The connection to the cloud seems distinct as Twitter is simply the leading edge of what we can expect as using Web apps become standard practice for everyone, not just the geeks and influencers.
I am reminded of a conversation I had recently with some people who know far more about APIs than I do. We started doing the math for the synaptic effect when the top 1% of all Twitter users post a tweet.
Take ReadWriteWeb’s Twitter stream as an example. The @rww account has more than 1 million followers. One tweet will go out to people with, for example, as many as 500,000 users. They have their own followers and so on. So you can see what happens when the World Cup gets going. The synapses are bursting with messages at electric speeds on levels that networks have never been accustomed to handling. The system goes kaput, down time follows. The network goes back up and the NBA Finals have the same effect.
Twitter has 65 million tweets per day, which averages about 750 tweets per second. Twitter experienced 2,940 tweets per second when Japan scored against England in the World Cup. There were 3,085 tweets per second when the Lakers won the NBA Finals.
Facebook is dealing with its own velocity issues. At Structure 2010, Faecbook’s Tom Cook said it now supports 60,000 servers to serve 400 million users.
Facebook’s Jonathan Heiliger provided this perspective about Facebook’s volume:
- Users spend more than 16 billion minutes on Facebook each day
- Every week users share more than 6 billion pieces of content, including status updates, photos and notes.

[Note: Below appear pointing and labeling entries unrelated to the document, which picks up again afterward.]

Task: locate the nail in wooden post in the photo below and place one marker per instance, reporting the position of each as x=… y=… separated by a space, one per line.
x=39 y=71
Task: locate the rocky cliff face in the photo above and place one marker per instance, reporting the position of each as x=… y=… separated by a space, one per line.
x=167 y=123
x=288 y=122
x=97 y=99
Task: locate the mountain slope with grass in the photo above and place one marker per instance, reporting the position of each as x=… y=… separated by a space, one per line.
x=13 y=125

- Each month more than 3 billion photos are uploaded to Facebook.
- Users view more than 1 million photos every second
- Facebook’s servers perform more than 50 million operations per second, primarily between the caching tier and web servers
- More than 1 million web sites have implemented features of Facebook Connect
Just to bring this point home, DJ Patil gives a picture of what the social graph looks like for people with followers in the tens of thousands. It almost looks like a morphing molecular structure.
So, is Twitter’s 99.17 uptime for the month of June really that bad when you compare it to other services?

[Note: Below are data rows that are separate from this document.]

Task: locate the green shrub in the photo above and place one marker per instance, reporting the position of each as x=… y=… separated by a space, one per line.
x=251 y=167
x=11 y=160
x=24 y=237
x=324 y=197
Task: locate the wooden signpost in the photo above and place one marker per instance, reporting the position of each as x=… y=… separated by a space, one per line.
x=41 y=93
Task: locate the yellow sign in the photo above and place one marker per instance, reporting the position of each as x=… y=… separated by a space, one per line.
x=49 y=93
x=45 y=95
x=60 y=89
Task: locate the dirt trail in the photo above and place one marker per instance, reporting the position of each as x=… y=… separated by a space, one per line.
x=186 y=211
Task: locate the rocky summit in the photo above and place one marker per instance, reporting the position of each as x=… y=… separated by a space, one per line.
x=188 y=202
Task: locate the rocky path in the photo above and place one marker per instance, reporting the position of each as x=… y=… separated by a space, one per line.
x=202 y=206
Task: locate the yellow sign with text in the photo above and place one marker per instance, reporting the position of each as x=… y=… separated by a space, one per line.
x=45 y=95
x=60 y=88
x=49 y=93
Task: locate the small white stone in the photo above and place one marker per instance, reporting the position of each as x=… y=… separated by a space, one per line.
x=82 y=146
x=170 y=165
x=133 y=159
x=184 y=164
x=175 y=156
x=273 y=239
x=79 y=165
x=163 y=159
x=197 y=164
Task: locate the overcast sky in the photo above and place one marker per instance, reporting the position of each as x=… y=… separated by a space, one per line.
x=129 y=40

It’s more accurate to compare Twitter to other social networks in terms of velocity more than anything else. It’s the speed of the social graph that Twitter needs to keep in check. What they learn and apply will become tenants for how future social graph service manage their own velocity.
What that means is the use of terms that have historically been attributed to more standard data mining practices. Modeling and statistical analysis are now part of the vocabulary that is needed to fully understand the dynamics of this ever faster synaptic environment.

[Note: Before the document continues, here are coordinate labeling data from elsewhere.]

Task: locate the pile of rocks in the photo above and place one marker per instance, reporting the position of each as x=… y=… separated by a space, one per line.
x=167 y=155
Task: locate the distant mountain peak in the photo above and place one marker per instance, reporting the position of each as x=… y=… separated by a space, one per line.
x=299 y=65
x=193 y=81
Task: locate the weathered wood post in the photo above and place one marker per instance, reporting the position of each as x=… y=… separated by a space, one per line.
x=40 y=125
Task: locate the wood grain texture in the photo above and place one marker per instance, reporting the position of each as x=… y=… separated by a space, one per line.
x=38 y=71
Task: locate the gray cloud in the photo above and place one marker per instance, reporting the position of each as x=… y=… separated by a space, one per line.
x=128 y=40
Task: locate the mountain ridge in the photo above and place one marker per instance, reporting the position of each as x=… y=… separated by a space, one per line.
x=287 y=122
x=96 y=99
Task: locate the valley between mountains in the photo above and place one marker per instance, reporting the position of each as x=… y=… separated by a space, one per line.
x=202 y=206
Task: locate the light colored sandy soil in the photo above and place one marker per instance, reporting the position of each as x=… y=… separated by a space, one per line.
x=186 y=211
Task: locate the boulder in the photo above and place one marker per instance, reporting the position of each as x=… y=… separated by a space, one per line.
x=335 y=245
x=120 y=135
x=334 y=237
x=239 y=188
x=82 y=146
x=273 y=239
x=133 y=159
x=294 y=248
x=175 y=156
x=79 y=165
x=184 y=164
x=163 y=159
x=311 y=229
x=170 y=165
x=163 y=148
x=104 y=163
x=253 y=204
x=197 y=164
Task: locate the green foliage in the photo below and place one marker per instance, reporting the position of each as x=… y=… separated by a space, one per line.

John Adam of Twitter illustrated what we are seeing as the number of users and amount of data continues to scale:
Twitter is even more fascinating if you think of what its velocity will compare to fast growing services over the next five to ten years.
How that affects developers is something we look forward to exploring more in future posts that explore the current issues they face when developing services that rely heavily on APIs for both consuming and making data available.